Mars and Spica on February 8, 2014. Photo by Mohammed Laaifat Photographies. View on Mohammed’s Flickr page.

This trio of bright objects – the waning gibbous moon, Mars and Spica in the constellation Virgo – rise rather late in the evening at mid-northern latitudes and earlier in the evening at more southerly latitudes. Check the links on our almanac page to get some references to recommended almanacs. They can help you find out when the moon, Mars and Spica rise in your sky.

From mid-northern latitudes in the Northern Hemisphere – for example, in the U.S. and Europe – you might be able to catch the three luminaries just before bedtime. Look in the eastern part of sky and close to the horizon. If you’re not one for staying up late, then catch the moon, Mars and Spica higher up in the sky during the predawn and dawn hours on February 19 and 20.

The moon will move onward after several more days, leaving Mars and Spica behind.
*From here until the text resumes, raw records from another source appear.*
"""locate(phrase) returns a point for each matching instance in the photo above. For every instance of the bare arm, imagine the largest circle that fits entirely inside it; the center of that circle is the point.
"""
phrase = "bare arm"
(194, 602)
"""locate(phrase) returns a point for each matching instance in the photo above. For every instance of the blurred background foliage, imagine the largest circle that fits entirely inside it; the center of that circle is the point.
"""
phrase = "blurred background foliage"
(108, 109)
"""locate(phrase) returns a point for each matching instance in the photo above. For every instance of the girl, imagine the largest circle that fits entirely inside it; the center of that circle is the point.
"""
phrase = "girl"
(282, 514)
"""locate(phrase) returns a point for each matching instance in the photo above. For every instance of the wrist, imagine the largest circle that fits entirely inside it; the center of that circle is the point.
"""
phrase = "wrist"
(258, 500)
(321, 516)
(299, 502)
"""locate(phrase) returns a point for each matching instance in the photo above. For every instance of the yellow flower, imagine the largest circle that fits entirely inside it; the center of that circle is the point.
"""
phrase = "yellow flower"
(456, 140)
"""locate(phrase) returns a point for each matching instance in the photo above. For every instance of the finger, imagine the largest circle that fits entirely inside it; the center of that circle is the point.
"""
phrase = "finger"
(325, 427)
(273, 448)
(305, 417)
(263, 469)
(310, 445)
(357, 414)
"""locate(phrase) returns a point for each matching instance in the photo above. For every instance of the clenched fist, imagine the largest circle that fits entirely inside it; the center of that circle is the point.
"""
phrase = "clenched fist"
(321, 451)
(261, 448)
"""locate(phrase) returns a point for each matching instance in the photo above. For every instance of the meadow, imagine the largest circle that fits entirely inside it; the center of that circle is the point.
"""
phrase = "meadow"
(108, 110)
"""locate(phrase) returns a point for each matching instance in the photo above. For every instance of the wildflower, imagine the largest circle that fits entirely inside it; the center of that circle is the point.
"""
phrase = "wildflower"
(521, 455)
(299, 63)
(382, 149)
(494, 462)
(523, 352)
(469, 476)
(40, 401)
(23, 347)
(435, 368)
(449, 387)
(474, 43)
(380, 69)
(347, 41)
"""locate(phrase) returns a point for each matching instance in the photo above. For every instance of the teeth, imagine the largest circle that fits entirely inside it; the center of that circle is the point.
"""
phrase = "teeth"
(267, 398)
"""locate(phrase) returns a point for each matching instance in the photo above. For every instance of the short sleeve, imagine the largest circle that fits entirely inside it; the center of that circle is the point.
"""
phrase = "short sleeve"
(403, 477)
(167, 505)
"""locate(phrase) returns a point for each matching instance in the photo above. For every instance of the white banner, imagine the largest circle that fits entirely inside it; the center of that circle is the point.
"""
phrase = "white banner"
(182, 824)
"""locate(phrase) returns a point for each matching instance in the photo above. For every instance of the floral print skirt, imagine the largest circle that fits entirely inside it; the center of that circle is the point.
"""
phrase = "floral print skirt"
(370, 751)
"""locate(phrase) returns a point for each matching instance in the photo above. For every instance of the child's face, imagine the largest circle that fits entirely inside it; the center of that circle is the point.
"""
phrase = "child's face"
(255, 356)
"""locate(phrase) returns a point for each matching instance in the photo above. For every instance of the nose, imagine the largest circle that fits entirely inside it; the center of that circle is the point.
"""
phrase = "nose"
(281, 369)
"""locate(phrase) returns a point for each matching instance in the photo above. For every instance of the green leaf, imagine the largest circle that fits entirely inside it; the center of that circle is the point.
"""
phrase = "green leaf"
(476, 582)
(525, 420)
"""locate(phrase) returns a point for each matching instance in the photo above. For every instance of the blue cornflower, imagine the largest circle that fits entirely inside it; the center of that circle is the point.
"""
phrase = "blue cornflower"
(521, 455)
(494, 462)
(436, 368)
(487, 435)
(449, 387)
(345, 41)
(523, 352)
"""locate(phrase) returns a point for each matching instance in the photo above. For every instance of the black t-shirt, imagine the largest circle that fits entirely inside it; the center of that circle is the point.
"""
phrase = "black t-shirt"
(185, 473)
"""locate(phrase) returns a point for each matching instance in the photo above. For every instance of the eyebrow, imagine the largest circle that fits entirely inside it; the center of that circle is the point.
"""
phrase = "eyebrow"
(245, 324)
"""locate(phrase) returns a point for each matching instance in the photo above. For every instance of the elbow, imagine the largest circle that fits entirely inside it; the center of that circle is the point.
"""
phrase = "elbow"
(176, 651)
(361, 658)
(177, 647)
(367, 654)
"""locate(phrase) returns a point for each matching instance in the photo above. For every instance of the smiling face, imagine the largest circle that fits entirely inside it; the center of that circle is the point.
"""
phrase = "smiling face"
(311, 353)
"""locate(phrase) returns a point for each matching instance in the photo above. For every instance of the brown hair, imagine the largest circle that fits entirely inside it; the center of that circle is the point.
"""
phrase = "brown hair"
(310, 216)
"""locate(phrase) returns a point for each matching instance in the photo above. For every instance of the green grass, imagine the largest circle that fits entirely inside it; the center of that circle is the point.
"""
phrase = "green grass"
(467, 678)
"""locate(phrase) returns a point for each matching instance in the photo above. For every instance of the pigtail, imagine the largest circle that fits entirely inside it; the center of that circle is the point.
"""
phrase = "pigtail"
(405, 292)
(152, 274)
Mars, on the other hand, will stay in front of the constellation Virgo and in the vicinity of Spica, Virgo’s brightest star, for months to come.

At northerly latitudes, use the Big Dipper to find the star Spica and the planet Mars.

Here’s another way to locate Mars in the months to come. Use the Big Dipper as a guide. Extend the handle of the Big Dipper across the sky. It will first come to a bright orange star, Arcturus in the constellation Bootes. Keep going! You’ll finally reach Mars and Spica.

Bottom line: On the nights of February 18 and 19, 2014, look for the planet Mars and star Spica. They are the brightest objects near the moon.